During games one and two, Rockies forward Braydon Barker was Dubielewicz’s stand-out player of the matches.

“Braydon Barker up front demanded a lot of attention from the other team and he fought through it, created a lot of offensive opportunity,” he said.

The first two games were in Creston and for the final two games, the Rockies were back home in the Eddie Mountain Memorial Arena with the coaching staff deciding to make a few changes to the lineup for the home games.

“We moved some pieces around, I changed the lines a little bit to try to create, I don’t know, I guess a little more physicality up front. A little simpler plan defensively and, to be honest, it really did work,” said Dubielewicz.

For Dubielewicz, the Rockies outplayed the Creston Valley Thunder Cats in game three, but the game came down to strong goaltending from Creston’s Brock Lafebevre.
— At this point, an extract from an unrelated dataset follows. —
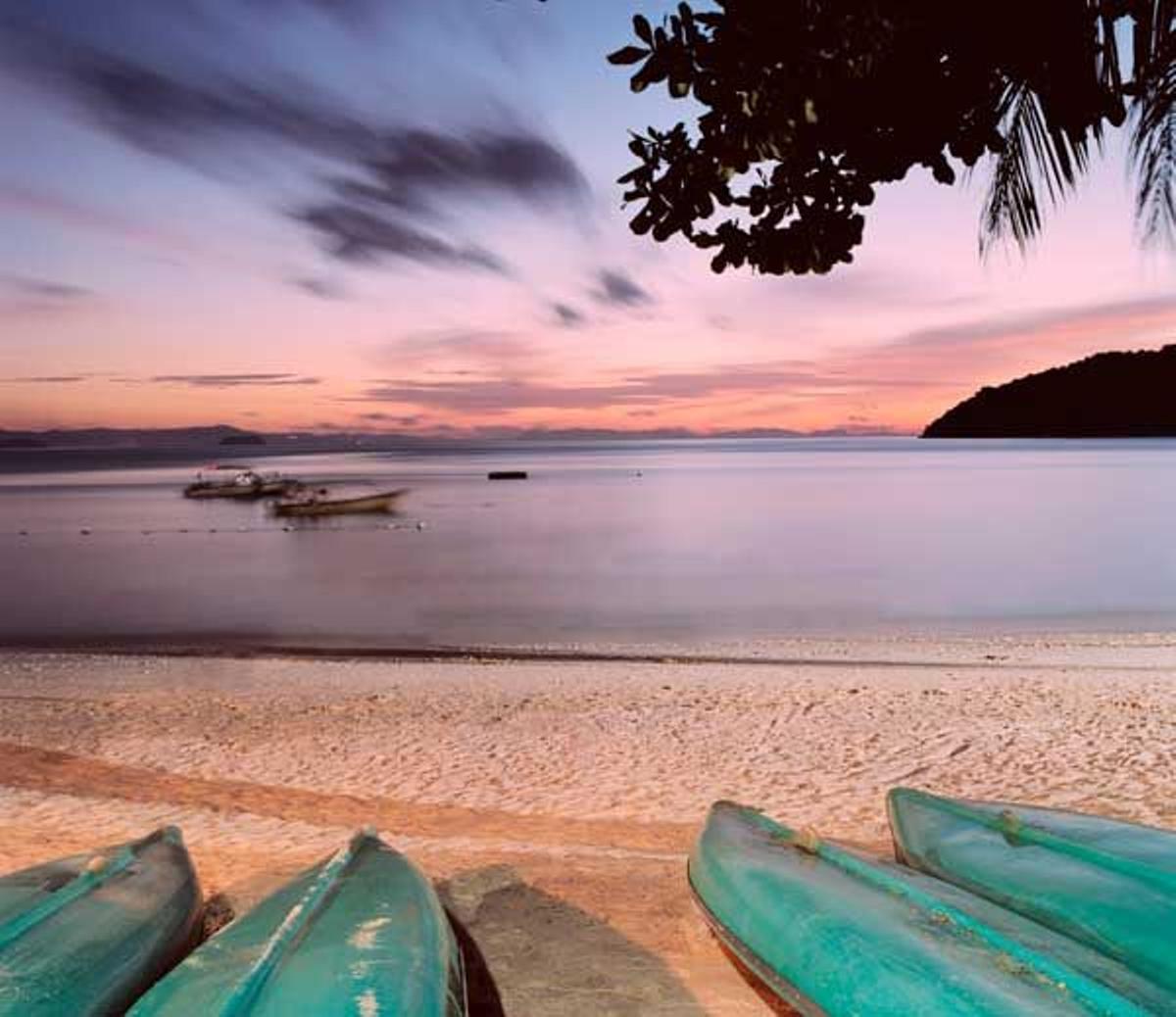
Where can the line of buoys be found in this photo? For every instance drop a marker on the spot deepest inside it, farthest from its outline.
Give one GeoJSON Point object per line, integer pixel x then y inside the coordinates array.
{"type": "Point", "coordinates": [418, 527]}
Game four, the Rockies were down by three but came back to score two back-to-back goals in the second. The first goal scored by Cooper Krauss with 46 seconds left; and, with nine seconds left in the period, Ryan Skytt scored the second.

“They’re very emotionally sensitive, positive or negatively. So when we were able to get that goal and then get another quick one, we came in here and we were in the game and these kids were going to give everything they had to try to win game four to push to force game five,” said Dubielewicz. “Put it this way, a little bit of a spark can turn into a bonfire for us.”

The team came out strong in the third with Kyler Shmigelsky scoring the third goal, tying up the game at 15:16. The Creston Valley Thunder Cats responded two more times, taking the fourth and final match and advancing onto the next round of playoffs. Standout athlete of the final match was Rockies forward Ryan Skytt, who was out with an upper body injury for the first three games of the playoff series.

“He came back for game four, most likely too early, he couldn’t hurt himself anymore but there was a certain level of pain that he had to deal with. He’s an extremely tough kid and actually ended up taking two big hits in one shift and I thought he was actually done for the game. He came back to the bench and begged me to keep playing him and I did and he was an impact player in the game,” said Dubielewicz.

The Rockies stuck with Ben Kelsch in net and he was credited by Dubielewicz for giving the team a chance to win. With the season ending for the Columbia Valley Rockies, the team will lose three athletes Braydon Barker, Ryan St. Jean and Peter Mathews due to them aging out of the KIJHL.

Looking ahead to next season, the team is focusing on recruiting some more speed and physicality, said Dubielewicz.